According to a report produced by a US Navy officer who served as a US government observer at the trial, the Shizuoka District Court judge rejected the acute mountain sickness defense, given the location on Mount Fuji where Alkonis and his family began their drive home and because "the symptoms of mountain sickness are alleviated gradually as the altitude is lowered." The site of the accident is about 1,000 feet above sea level, as compared to the more than 2,500-foot elevation of the Mount Fuji station from which Alkonis and his family set off. The same report states that Alkonis testified that after the crash he tried to help move the car that had trapped one of the victims. He also told the court that he saw a Japanese rescue worker talking with his wife and that he "tried to help translate for their conversation."

Peter Bärtsch, a specialist in high-altitude illnesses at Heidelberg University in Germany, told The New York Times that a sudden loss of consciousness because of mountain sickness would not have been possible under the circumstances.

=== Withdrawal of U.S. Navy pay and benefits ===
In December 2022, Navy Times reported on the withdrawal of Alkonis' pay and benefits by the US Navy:Family members of the 34-year-old sailor have lobbied the White House to seek early release for Alkonis. But Defense Department officials have said they respect the Japanese legal process, and last month said they would cut off pay and benefits for the service member and his family at the end of December. Alkonis had relied on unused leave and other time off to avoid being cut off from his military salary sooner. When it ran out, military officials classified him as absent in violation of orders, and made the pay decision. Senate lawmakers added language in sec. 8145 of the FY23 federal budget omnibus bill to order the Navy to sustain Alkonis' "pay and allowances".

=== Transfer to United States custody and unconditional release ===
After 507 days in Japanese custody, in December 2023, Alkonis was transferred to a federal prison in Los Angeles after personal negotiations by President Joe Biden, Vice President Kamala Harris and national security adviser Jake Sullivan with the Japanese government. Under the Convention on the Transfer of Sentenced Persons and the International Prisoner Transfer Program, Alkonis was transferred to United States custody, and it was reported at his transfer that administration officials said "he was likely to continue serving his sentence in the United States."

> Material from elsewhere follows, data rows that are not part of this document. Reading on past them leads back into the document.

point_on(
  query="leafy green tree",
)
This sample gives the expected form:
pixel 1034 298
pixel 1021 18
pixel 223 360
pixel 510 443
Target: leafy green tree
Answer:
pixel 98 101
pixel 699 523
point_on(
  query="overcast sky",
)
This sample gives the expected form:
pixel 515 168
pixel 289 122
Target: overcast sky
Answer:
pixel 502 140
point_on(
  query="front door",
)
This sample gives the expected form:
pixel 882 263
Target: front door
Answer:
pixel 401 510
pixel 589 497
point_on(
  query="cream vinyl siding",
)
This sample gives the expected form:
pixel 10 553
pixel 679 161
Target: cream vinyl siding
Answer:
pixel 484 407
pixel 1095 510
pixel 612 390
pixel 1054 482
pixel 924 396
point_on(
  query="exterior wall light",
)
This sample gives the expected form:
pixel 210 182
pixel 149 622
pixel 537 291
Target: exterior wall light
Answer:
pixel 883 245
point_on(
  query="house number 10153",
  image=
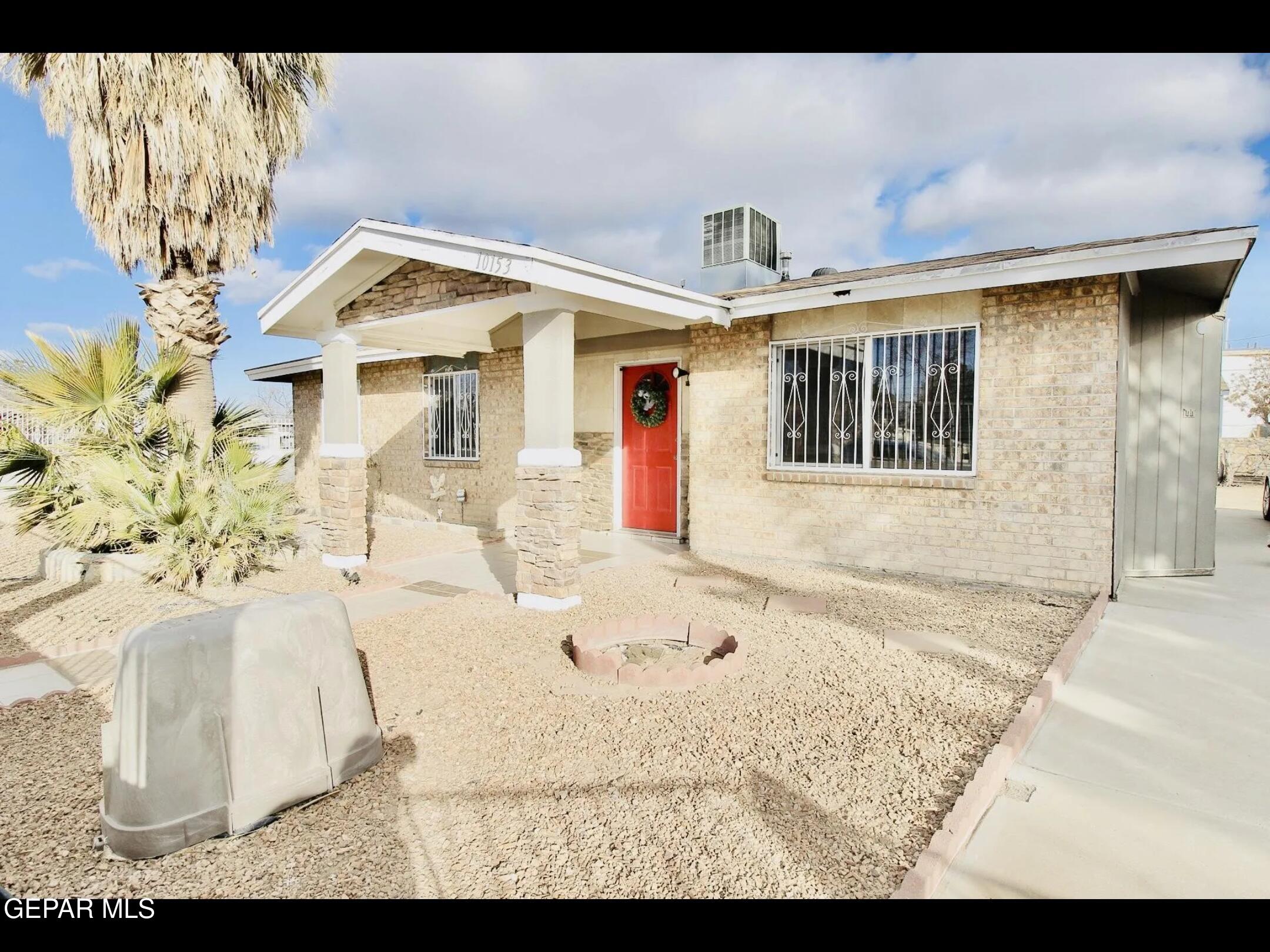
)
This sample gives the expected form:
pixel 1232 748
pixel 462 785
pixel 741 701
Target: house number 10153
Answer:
pixel 493 264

It was reported that a Department of Justice official said that "the parole commission process could take several months," and that they would "look at Alkonis’ prison sentence in Japan and determine what would have been done in the US, and then determine what his remaining punishment would be." However, the United States Parole Commission released him in under thirty days with no supervision, having served less than half of his sentence.

== Response ==
Alkonis' imprisonment caused tensions in US-Japan relations, amid growing US pressure to release Alkonis from Japanese custody. In August 2022, some 20 U.S. Senators sent a letter to Japan's Prime Minister requesting the release of Alkonis, stating that they were "extremely troubled" by Japan's ruling. The ruling was also criticized by the Wall Street Journal's Editorial Board, and over 30 Members of Congress, who expressed "deep concern" in a letter to President Biden that Japan had refused Alkonis basic due process.

U.S. Senator Mike Lee (R-UT) was an especially vocal detractor of Japan's handling of the case. In February 2023, Lee issued an ultimatum on Twitter to Japanese Prime Minister Fumio Kishida demanding the extrajudicial release of Alkonis within 24 hours and threatened to cut off military aid to Japan if his demand was not met. News writer Jim Swift criticized the move as reckless in a The Bulwark op-ed, and noted that Lee would have limited power to make good on his threat. After his deadline passed without action, he questioned the Status of Forces Agreement between the U.S. and Japan on the floor of the U.S. Senate. Japan's Ministry of Foreign Affairs lodged an official complaint against Lee through the U.S. government calling his remarks "false and inappropriate" in March 2023.

Following Alkonis's release, Senator Lee demanded an official apology from Japan for their actions in imprisoning Alkonis.